Research from Harvard University finds what students feel works in the classroom doesn't necessarily line up with what actually does, as demonstrated by their belief that they learn more from lectures despite assessment results showing active learning methods are more effective, Edutopia reports.
The study divided classes in half, with one group taught through active learning methods and the other through lectures. The groups were then flipped, and when students were asked which approach they found more effective, most chose the lecture model despite active learning producing better academic results.
Because of this perception, Edutopia Research and Standards Editor Youki Terada suggests educators try to persuade students of active learning's benefits to them and their educations, guiding the development of metacognitive skills while explaining that education is rarely a straight-forward process and that struggle can be productive.

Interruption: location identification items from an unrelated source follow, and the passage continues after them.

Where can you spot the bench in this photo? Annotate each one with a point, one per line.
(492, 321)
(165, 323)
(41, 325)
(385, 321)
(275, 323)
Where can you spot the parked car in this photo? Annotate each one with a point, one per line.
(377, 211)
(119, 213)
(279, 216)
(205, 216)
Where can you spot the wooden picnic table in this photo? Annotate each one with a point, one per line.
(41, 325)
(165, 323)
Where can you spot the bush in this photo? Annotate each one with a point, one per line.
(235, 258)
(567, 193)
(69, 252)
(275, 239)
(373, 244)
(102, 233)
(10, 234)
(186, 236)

Learning is often a messy process. Rarely are students taught something once and able to embed that knowledge immediately. Instead, gaining an education is a back-and-forth process where mistakes are made and ideas argued. Active learning embodies this style of education, where students are as heavily involved in the teaching process as their educators.

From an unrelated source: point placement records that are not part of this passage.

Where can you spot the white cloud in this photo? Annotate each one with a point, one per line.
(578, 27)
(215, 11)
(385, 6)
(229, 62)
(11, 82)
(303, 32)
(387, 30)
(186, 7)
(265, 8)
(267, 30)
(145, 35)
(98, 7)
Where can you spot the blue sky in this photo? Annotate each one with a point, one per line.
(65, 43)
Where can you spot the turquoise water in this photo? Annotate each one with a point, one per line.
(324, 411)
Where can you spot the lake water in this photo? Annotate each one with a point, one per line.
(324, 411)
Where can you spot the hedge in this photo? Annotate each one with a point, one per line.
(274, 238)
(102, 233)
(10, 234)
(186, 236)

This style of learning isn't comfortable for everyone, with some believing it’s also less effective. But with studies showing the opposite, educators and administrators may need to add an extra step into curriculum to get pupils onboard.
Simply telling students active learning is a better style is likely not the best approach. Instead, involving them in the process of, for example, planning some of the classroom activities may help amplify their excitement from the start. Tapping students to have some ownership in the learning process may ultimately boost their overall feeling about the material and learning approach. When they are allowed to make choices, they “see a course as more valuable and more directly related to their goals,” according to Stanford University’s Teaching Commons.